Nordrhein-Westfalen: Flirten für Jamaika

Nach der Kommunalwahl und neun Monate vor der Landtagswahl denkt NRW-Ministerpräsident Rüttgers über neue Partner nach

Jürgen Rüttgers hatte vorgebaut. „Das ist kein Test für die folgenden Wahlen“, hatte der nordrhein-westfälische Regierungschef in den vergangenen Wochen gebetsmühlenartig wiederholt. Und am Tag nach dem Urnengang in den Kommunen des größten Bundeslandes erinnert er an seinen Satz. Auf diesem Wege versucht Rüttgers, alle kritischen Fragen zu den Aussichten seiner CDU bei der Bundestagswahl am 27. September abzufedern – und noch mehr in Bezug auf das im kommenden Mai folgenden Votum auf Landesebene. Bislang waren die Strategen der Union davon ausgegangen, dass der Düsseldorfer Regierungschef diesen Test ohne größere Mühe bestehen würde; diese Sicherheit ist in Düsseldorf erst einmal verflogen.
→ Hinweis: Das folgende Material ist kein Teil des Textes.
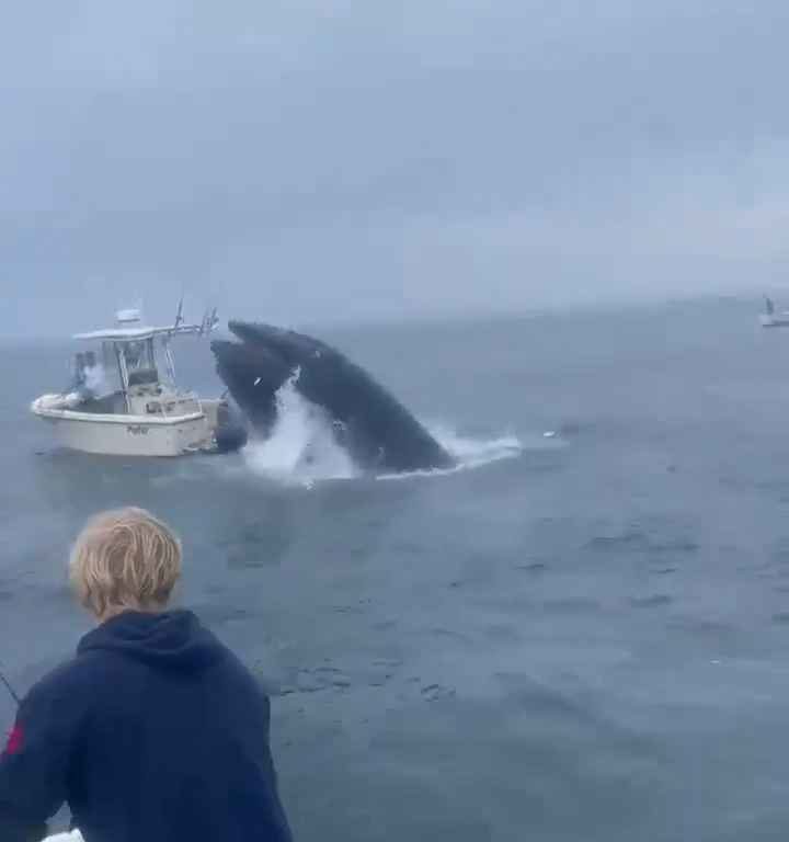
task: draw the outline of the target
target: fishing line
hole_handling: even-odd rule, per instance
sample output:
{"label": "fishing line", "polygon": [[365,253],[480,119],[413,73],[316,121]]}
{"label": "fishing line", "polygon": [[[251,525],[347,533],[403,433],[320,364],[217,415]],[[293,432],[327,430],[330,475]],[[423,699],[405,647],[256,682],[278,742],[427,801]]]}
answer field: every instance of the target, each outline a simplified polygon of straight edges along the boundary
{"label": "fishing line", "polygon": [[16,703],[16,707],[19,707],[22,704],[22,699],[16,695],[16,691],[11,685],[11,682],[5,678],[2,670],[0,670],[0,681],[5,686],[5,690],[8,690],[10,693],[11,698],[13,698],[13,701]]}

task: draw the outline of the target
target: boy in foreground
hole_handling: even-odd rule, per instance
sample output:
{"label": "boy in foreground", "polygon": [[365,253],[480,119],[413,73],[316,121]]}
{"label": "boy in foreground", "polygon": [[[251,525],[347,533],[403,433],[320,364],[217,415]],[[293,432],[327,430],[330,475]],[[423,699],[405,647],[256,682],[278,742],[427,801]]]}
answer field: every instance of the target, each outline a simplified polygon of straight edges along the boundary
{"label": "boy in foreground", "polygon": [[98,627],[36,684],[0,758],[0,840],[67,803],[85,842],[290,842],[267,697],[187,611],[181,544],[140,509],[88,523],[71,582]]}

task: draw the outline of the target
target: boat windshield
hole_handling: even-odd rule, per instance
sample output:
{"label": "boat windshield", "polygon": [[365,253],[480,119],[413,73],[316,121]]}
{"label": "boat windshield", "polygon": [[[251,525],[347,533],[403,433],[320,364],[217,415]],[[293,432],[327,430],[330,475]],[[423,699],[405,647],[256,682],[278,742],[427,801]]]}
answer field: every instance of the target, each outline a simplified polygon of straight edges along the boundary
{"label": "boat windshield", "polygon": [[118,344],[118,351],[126,361],[129,386],[140,386],[147,383],[158,383],[156,354],[153,353],[153,340],[146,339],[138,342],[124,342]]}
{"label": "boat windshield", "polygon": [[113,377],[115,366],[107,356],[107,349],[79,351],[71,365],[70,391],[79,391],[85,398],[100,398],[119,388],[119,378]]}

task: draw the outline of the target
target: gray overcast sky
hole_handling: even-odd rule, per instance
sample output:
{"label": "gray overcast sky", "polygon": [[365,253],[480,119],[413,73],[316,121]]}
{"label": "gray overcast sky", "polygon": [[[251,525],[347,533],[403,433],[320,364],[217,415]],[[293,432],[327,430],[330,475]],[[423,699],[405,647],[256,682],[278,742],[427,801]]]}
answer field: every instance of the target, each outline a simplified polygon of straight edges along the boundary
{"label": "gray overcast sky", "polygon": [[3,4],[2,332],[789,288],[786,0]]}

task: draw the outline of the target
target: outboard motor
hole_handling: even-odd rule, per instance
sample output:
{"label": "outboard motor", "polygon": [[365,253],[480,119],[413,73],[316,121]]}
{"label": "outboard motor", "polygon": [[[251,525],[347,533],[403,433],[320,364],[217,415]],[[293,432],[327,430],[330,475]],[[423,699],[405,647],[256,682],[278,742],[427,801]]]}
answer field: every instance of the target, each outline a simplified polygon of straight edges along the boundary
{"label": "outboard motor", "polygon": [[240,451],[249,439],[247,426],[237,412],[232,412],[227,400],[217,409],[217,425],[214,431],[217,453]]}

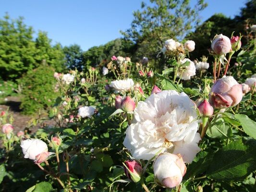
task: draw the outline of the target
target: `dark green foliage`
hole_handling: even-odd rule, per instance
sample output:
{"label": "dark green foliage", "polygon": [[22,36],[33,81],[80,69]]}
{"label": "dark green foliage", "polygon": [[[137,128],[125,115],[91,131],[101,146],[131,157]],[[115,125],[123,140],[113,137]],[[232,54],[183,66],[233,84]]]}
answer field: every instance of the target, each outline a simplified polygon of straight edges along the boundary
{"label": "dark green foliage", "polygon": [[44,64],[29,71],[19,81],[23,87],[21,107],[24,113],[32,114],[54,103],[59,93],[54,92],[54,72],[53,67]]}

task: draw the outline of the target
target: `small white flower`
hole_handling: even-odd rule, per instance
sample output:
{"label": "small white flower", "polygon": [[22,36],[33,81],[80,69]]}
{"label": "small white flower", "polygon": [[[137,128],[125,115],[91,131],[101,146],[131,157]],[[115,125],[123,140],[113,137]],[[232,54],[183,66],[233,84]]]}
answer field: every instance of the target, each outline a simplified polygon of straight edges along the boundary
{"label": "small white flower", "polygon": [[109,70],[107,68],[103,67],[103,69],[102,69],[102,74],[103,75],[106,75],[107,74],[109,73]]}
{"label": "small white flower", "polygon": [[152,94],[138,103],[123,144],[136,159],[149,160],[157,153],[172,152],[190,163],[200,150],[196,118],[194,104],[185,93]]}
{"label": "small white flower", "polygon": [[82,118],[88,117],[91,118],[94,114],[95,108],[92,106],[85,106],[79,108],[78,109],[78,115]]}
{"label": "small white flower", "polygon": [[127,79],[123,80],[115,80],[111,82],[110,85],[110,87],[113,88],[117,92],[127,91],[134,85],[134,82],[132,79]]}
{"label": "small white flower", "polygon": [[195,50],[195,41],[192,40],[188,40],[186,41],[184,44],[184,48],[185,49],[187,50],[189,52],[193,51]]}
{"label": "small white flower", "polygon": [[[189,62],[188,66],[184,66],[187,61]],[[189,80],[192,76],[195,75],[195,66],[194,62],[189,59],[185,58],[181,60],[181,65],[180,66],[178,71],[177,76],[181,75],[182,79],[183,80]]]}
{"label": "small white flower", "polygon": [[207,62],[199,61],[195,63],[196,70],[205,71],[209,68],[209,63]]}
{"label": "small white flower", "polygon": [[70,73],[65,74],[62,77],[62,80],[64,81],[65,83],[67,84],[70,84],[70,83],[74,81],[74,75]]}

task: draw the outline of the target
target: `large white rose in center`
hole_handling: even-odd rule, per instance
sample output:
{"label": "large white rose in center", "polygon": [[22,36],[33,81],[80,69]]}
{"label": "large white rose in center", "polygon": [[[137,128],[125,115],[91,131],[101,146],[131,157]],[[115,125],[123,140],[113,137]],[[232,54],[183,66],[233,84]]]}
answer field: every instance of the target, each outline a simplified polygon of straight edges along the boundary
{"label": "large white rose in center", "polygon": [[184,93],[152,94],[139,102],[123,144],[136,159],[149,160],[160,151],[181,154],[191,163],[200,151],[196,117],[195,106]]}

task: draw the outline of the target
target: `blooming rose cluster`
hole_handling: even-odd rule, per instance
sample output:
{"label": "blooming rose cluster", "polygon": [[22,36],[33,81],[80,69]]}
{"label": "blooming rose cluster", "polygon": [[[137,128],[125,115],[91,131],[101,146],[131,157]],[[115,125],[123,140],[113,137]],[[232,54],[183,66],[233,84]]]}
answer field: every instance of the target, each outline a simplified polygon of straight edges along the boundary
{"label": "blooming rose cluster", "polygon": [[149,160],[158,153],[170,152],[191,163],[200,151],[195,104],[185,93],[153,94],[139,101],[134,113],[123,144],[134,158]]}

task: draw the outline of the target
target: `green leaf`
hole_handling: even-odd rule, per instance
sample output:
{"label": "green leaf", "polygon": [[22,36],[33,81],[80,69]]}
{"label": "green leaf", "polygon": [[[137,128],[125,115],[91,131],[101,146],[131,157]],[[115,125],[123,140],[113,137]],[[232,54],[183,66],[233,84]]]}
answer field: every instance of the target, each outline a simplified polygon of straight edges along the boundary
{"label": "green leaf", "polygon": [[246,115],[235,114],[235,118],[240,122],[244,132],[249,136],[256,139],[256,122]]}
{"label": "green leaf", "polygon": [[219,149],[207,172],[208,178],[242,180],[256,170],[256,140],[243,138]]}
{"label": "green leaf", "polygon": [[91,165],[91,168],[93,170],[98,172],[100,172],[103,170],[102,163],[98,160],[93,161]]}
{"label": "green leaf", "polygon": [[0,183],[2,182],[3,177],[5,176],[5,168],[4,164],[0,165]]}
{"label": "green leaf", "polygon": [[41,182],[36,185],[33,192],[49,192],[53,190],[51,184],[48,182]]}

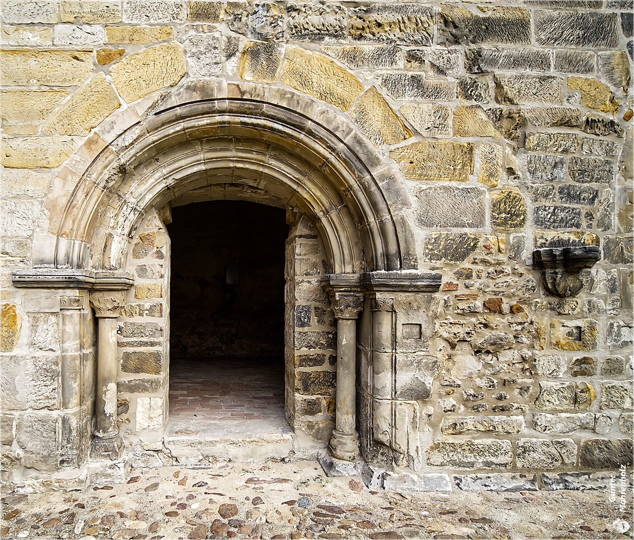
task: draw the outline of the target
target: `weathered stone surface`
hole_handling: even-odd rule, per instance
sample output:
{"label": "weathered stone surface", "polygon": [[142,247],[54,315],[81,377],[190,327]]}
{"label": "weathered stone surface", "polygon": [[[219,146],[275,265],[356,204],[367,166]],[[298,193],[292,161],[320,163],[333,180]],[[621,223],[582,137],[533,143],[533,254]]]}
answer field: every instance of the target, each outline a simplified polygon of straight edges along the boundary
{"label": "weathered stone surface", "polygon": [[631,409],[632,382],[605,381],[601,383],[602,409]]}
{"label": "weathered stone surface", "polygon": [[503,136],[480,105],[458,105],[453,111],[455,137]]}
{"label": "weathered stone surface", "polygon": [[441,424],[443,435],[519,433],[524,428],[522,416],[445,416]]}
{"label": "weathered stone surface", "polygon": [[103,73],[93,76],[48,119],[44,132],[48,134],[86,136],[115,109],[120,106],[117,94]]}
{"label": "weathered stone surface", "polygon": [[631,466],[631,439],[589,439],[581,441],[581,466],[590,469],[618,470]]}
{"label": "weathered stone surface", "polygon": [[344,111],[363,90],[358,79],[330,58],[294,46],[288,48],[280,80]]}
{"label": "weathered stone surface", "polygon": [[621,145],[614,141],[602,139],[591,139],[584,137],[581,139],[581,153],[595,156],[618,155]]}
{"label": "weathered stone surface", "polygon": [[107,39],[106,31],[96,25],[58,24],[53,29],[53,45],[100,45]]}
{"label": "weathered stone surface", "polygon": [[425,451],[427,464],[458,469],[496,469],[510,465],[510,440],[437,440]]}
{"label": "weathered stone surface", "polygon": [[566,84],[569,88],[581,93],[580,103],[583,106],[605,113],[616,113],[618,110],[619,102],[614,98],[614,93],[596,79],[569,77]]}
{"label": "weathered stone surface", "polygon": [[401,51],[392,45],[322,45],[320,48],[350,69],[403,67]]}
{"label": "weathered stone surface", "polygon": [[188,18],[190,21],[219,23],[224,9],[224,2],[189,0]]}
{"label": "weathered stone surface", "polygon": [[613,166],[609,160],[573,156],[568,160],[568,174],[580,184],[609,184],[614,176]]}
{"label": "weathered stone surface", "polygon": [[396,145],[411,136],[411,132],[373,86],[365,91],[348,110],[361,132],[375,146]]}
{"label": "weathered stone surface", "polygon": [[424,181],[467,182],[474,170],[472,143],[422,141],[390,151],[408,178]]}
{"label": "weathered stone surface", "polygon": [[526,172],[531,182],[565,182],[566,158],[543,155],[526,156]]}
{"label": "weathered stone surface", "polygon": [[575,358],[570,364],[570,375],[573,377],[590,377],[597,375],[597,361],[591,356]]}
{"label": "weathered stone surface", "polygon": [[550,71],[550,55],[530,49],[472,49],[467,51],[465,69],[474,74],[499,70]]}
{"label": "weathered stone surface", "polygon": [[518,103],[560,103],[564,99],[564,81],[552,75],[509,75],[493,77],[495,102]]}
{"label": "weathered stone surface", "polygon": [[[3,304],[0,312],[0,351],[11,352],[18,345],[22,327],[22,316],[13,304]],[[4,390],[4,386],[3,387]]]}
{"label": "weathered stone surface", "polygon": [[496,7],[486,16],[465,8],[441,4],[438,12],[438,44],[495,45],[531,42],[531,12],[520,8]]}
{"label": "weathered stone surface", "polygon": [[612,49],[619,42],[616,13],[536,11],[535,40],[540,45]]}
{"label": "weathered stone surface", "polygon": [[533,125],[547,127],[578,127],[581,125],[581,111],[571,107],[529,107],[526,118]]}
{"label": "weathered stone surface", "polygon": [[225,20],[233,32],[252,39],[280,40],[284,35],[284,8],[279,4],[230,2]]}
{"label": "weathered stone surface", "polygon": [[526,201],[517,191],[500,190],[491,194],[491,223],[504,231],[521,229],[526,224]]}
{"label": "weathered stone surface", "polygon": [[597,347],[597,322],[552,319],[550,346],[558,350],[593,350]]}
{"label": "weathered stone surface", "polygon": [[160,375],[163,355],[160,350],[124,350],[121,353],[121,371],[126,373]]}
{"label": "weathered stone surface", "polygon": [[517,441],[519,468],[552,469],[562,463],[561,456],[550,440],[521,439]]}
{"label": "weathered stone surface", "polygon": [[3,45],[46,47],[53,44],[53,29],[45,26],[3,26]]}
{"label": "weathered stone surface", "polygon": [[123,22],[134,24],[178,23],[185,20],[182,0],[123,0]]}
{"label": "weathered stone surface", "polygon": [[92,51],[3,49],[1,56],[4,86],[73,86],[93,73]]}
{"label": "weathered stone surface", "polygon": [[346,8],[337,4],[290,3],[286,4],[286,25],[292,39],[341,42],[347,39]]}
{"label": "weathered stone surface", "polygon": [[594,206],[598,198],[598,189],[590,186],[563,184],[557,188],[559,200],[565,204]]}
{"label": "weathered stone surface", "polygon": [[451,101],[456,96],[455,82],[428,80],[422,74],[384,73],[377,78],[381,87],[394,100]]}
{"label": "weathered stone surface", "polygon": [[357,41],[431,45],[434,10],[417,4],[374,5],[350,10],[348,32]]}
{"label": "weathered stone surface", "polygon": [[121,22],[121,4],[113,0],[60,0],[60,20],[83,24]]}
{"label": "weathered stone surface", "polygon": [[495,187],[502,177],[502,147],[491,143],[482,143],[479,156],[477,181],[485,186]]}
{"label": "weathered stone surface", "polygon": [[171,26],[107,26],[108,43],[153,43],[174,37]]}
{"label": "weathered stone surface", "polygon": [[535,369],[540,377],[560,377],[566,373],[567,361],[557,354],[538,354],[535,357]]}
{"label": "weathered stone surface", "polygon": [[484,190],[433,186],[417,188],[415,194],[421,227],[473,229],[486,224]]}
{"label": "weathered stone surface", "polygon": [[148,47],[110,68],[119,94],[128,103],[176,84],[187,71],[183,48],[176,41]]}
{"label": "weathered stone surface", "polygon": [[592,413],[535,415],[534,427],[536,431],[552,435],[564,435],[577,430],[592,430],[594,428],[595,415]]}
{"label": "weathered stone surface", "polygon": [[488,77],[461,77],[456,84],[458,97],[465,101],[488,103],[491,100]]}
{"label": "weathered stone surface", "polygon": [[115,60],[118,60],[125,54],[125,49],[110,49],[107,47],[103,49],[98,49],[95,51],[97,63],[100,66],[107,65]]}
{"label": "weathered stone surface", "polygon": [[579,146],[574,133],[527,133],[524,147],[529,152],[573,154]]}
{"label": "weathered stone surface", "polygon": [[405,103],[399,112],[424,137],[451,136],[451,109],[448,105]]}
{"label": "weathered stone surface", "polygon": [[603,243],[603,258],[611,264],[631,264],[631,238],[605,236]]}
{"label": "weathered stone surface", "polygon": [[630,58],[624,51],[605,51],[598,53],[601,78],[627,95],[630,87]]}
{"label": "weathered stone surface", "polygon": [[453,475],[456,487],[465,491],[537,491],[537,475],[521,473]]}
{"label": "weathered stone surface", "polygon": [[335,371],[295,371],[295,391],[304,395],[330,395],[337,387]]}
{"label": "weathered stone surface", "polygon": [[4,0],[2,4],[3,22],[5,24],[30,24],[57,22],[55,0]]}
{"label": "weathered stone surface", "polygon": [[479,245],[478,236],[465,233],[434,233],[425,239],[425,258],[430,261],[462,262]]}
{"label": "weathered stone surface", "polygon": [[[53,169],[61,165],[76,146],[71,137],[5,138],[3,140],[2,164],[15,169]],[[34,218],[32,226],[34,222]]]}

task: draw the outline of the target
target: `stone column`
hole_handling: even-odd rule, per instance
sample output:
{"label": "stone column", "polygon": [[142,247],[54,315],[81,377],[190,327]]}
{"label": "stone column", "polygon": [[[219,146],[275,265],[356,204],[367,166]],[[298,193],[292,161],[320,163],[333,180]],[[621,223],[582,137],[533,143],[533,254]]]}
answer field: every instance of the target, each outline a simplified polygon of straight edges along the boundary
{"label": "stone column", "polygon": [[60,296],[61,315],[61,440],[60,465],[79,465],[81,406],[81,338],[84,297]]}
{"label": "stone column", "polygon": [[337,406],[330,454],[353,461],[359,457],[356,430],[356,319],[363,309],[363,293],[349,283],[327,285],[337,318]]}
{"label": "stone column", "polygon": [[117,424],[117,318],[126,302],[125,290],[90,293],[90,303],[99,319],[97,346],[96,428],[91,455],[113,461],[121,456],[123,442]]}

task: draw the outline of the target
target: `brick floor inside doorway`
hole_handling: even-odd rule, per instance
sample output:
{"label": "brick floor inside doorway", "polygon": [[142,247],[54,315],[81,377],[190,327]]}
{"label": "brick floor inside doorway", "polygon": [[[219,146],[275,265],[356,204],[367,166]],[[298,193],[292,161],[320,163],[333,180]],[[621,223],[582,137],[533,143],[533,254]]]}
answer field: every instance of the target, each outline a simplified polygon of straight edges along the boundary
{"label": "brick floor inside doorway", "polygon": [[284,421],[282,358],[172,358],[169,417],[181,424]]}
Etwas zerknirscht stellt Rüttgers am Morgen danach fest: „Natürlich freut man sich nicht, wenn man etwas verliert“, und dann fügt er mit Blick auf den Wunschkoalitionspartner FDP hinzu, „nun sind bei der FDP die Bäume auch nicht in den Himmel gewachsen“. Damit analysiert Rüttgers zwei wesentliche Ergebnisse des Urnenganges in den 396 Kommunen: Seine CDU ist nach dem Überraschungssieg von 1999 mit jetzt 38 Prozent um insgesamt 12 Punkte wieder auf Normalmaß zurückgefallen, und die FDP, die davon geträumt hatte, die Grünen als dritte Kraft im Lande abzulösen, hat mit 9,2 Prozenten zwar gut, aber eben nicht überragend abgeschnitten.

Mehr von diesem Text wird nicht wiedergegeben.